Les mêmes nuances sont à apporter en ce qui concerne l’héritage environnemental des Trente Glorieuses. Là encore, tous les baby-boomers ne sont pas à mettre dans le même panier. « Certes, en longitudinal, quelques générations ont enclenché le processus destructif. Mais les petites gens de ces générations-là ne sont pas responsables : les fautifs, ce sont les décideurs politiques, économiques, qui ont porté les intérêts capitalistiques », insiste l’économiste et porte-parole d’Attac Maxime Combes. « Il y a eu, par exemple, plus de 75.000 morts de silicose [maladie pulmonaire provoquée par l’inhalation de particules de poussières de silice dans les mines, les carrières, les percements de tunnel ou les chantiers du bâtiment et des travaux publics] entre 1946 et 1987 », rappelait Christophe Bonneuil. Amiante, mines d’uranium françaises, essais nucléaires en Algérie… Pléthore de baby-boomers ont payé un lourd tribut à la modernisation du pays.
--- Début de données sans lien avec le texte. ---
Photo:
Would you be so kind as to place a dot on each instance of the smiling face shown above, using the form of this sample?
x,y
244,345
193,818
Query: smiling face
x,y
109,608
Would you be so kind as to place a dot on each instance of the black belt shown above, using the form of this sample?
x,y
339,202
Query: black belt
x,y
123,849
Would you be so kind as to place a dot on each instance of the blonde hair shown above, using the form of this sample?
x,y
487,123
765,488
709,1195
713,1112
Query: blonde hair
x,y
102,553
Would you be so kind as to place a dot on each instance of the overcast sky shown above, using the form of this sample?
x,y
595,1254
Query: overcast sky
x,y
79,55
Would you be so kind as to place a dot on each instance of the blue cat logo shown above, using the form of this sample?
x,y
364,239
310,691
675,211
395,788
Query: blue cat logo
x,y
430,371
En outre, nombreux sont celles et ceux à avoir combattu le modèle de progrès porté par les Trente Glorieuses et dénoncé le désastre écologique en cours. « Il y avait, par exemple, un syndicalisme minoritaire qui critiquait l’organisation scientifique du travail. Il y avait des résistances passives autour du travail à la chaîne dans l’industrie automobile. Des agriculteurs refusaient la modernité agricole en se lançant dans l’agriculture biologique ou en cultivant des variétés anciennes de semences. Il y avait aussi des scientifiques critiques, comme les savants du Museum Roger Heim et Théodore Monod », énumérait Christophe Bonneuil. « En 1977, la CFDT a sorti le livre Les dégâts du progrès : les travailleurs face au changement technique [1] qui dénonçait le productivisme et le consumérisme, complète Maxime Combes. De nombreuses luttes ont été menées ces années-là par les baby-boomers : sur le Larzac, contre l’industrie nucléaire, les barrages sur l’Allier et la Loire… Certaines ont été remportées, mais elles ont été en grande partie perdues et oubliées. Cela montre bien en tout cas que dans ces générations, il n’y a pas que des gens qui ont liquidé la planète et nos retraites. »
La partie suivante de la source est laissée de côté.